U.S. allies are beginning to call out Joe Biden after his administration agreed to sell controversial cluster bombs to Ukraine in their ongoing war against Russia.
The United States agreed to send over the munitions which are banned by an international treaty signed by 123 countries, including a number of those U.S. allies, because of the danger it poses to civilians in war zones.
According to the BBC, the United Kingdom, Canada, New Zealand, and Spain all publicly voiced their opposition to the sale with UK Prime Minister Rishi Sunak, citing his country’s commitment to cluster munitions while New Zealand’s PM sounded off a bit more calling the weapon “indiscriminate”.
Chris Hipkins said the weapons were “indiscriminate, they cause huge damage to innocent people, potentially, and they can have a long-lasting effect as well”. The White House had been made aware of New Zealand’s opposition to the use of cluster bombs in Ukraine, he said.
Meanwhile, a government spokesperson for Germany, played a little more cover for the United States saying that the Biden Administration probably didn’t come to this decision “lightly”.
What makes cluster bombs so deadly, especially for civilians is the dud rate. It’s said cluster bombs carry a dud rate anywhere from 10 to 30 percent meaning many of the smaller clusters will go undetonated and could very well come into contact with civilians after the initial drop.

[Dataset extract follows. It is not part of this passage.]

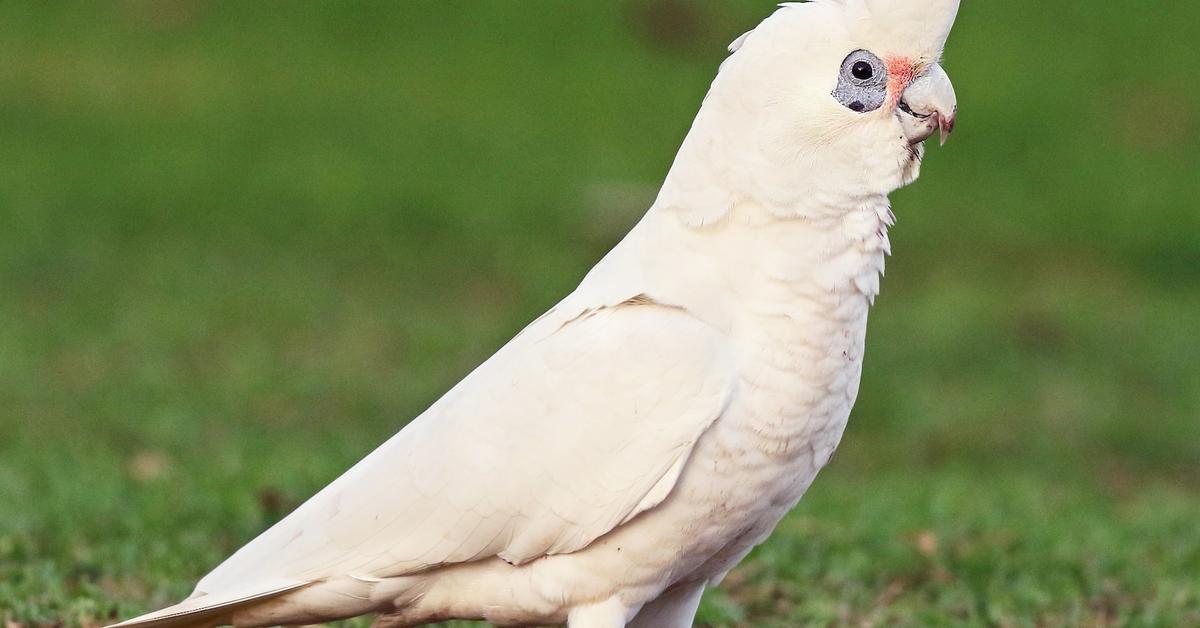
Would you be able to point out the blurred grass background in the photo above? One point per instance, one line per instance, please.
(243, 243)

U.S. weapons manufacturers claim that there’s actually a two to five percent dud rate according to the Washington Post while the Pentagon claims that their own testing showed a 2.5 percent dud rate.
Even a 2.5 percent dud rate would go against a mandate handed down by Congress that no munitions could be sold by the U.S. with a dud rate over one percent.
Unfortunately, Biden is finding ways around that:
There is no waiver provision in the 1 percent limit Congress has placed on cluster munition dud rates, written into Defense Department appropriations for the last seven years. Biden would bypass it and Congress, according to a White House official, drawing down the munitions from existing defense stocks under a rarely used provision of the Foreign Assistance Act, which allows the president to provide aid, regardless of appropriations or arms export restrictions, as long as he determines that it is in the vital U.S. national security interest.
Unsurprisingly, it always comes down to “U.S. national security interests”.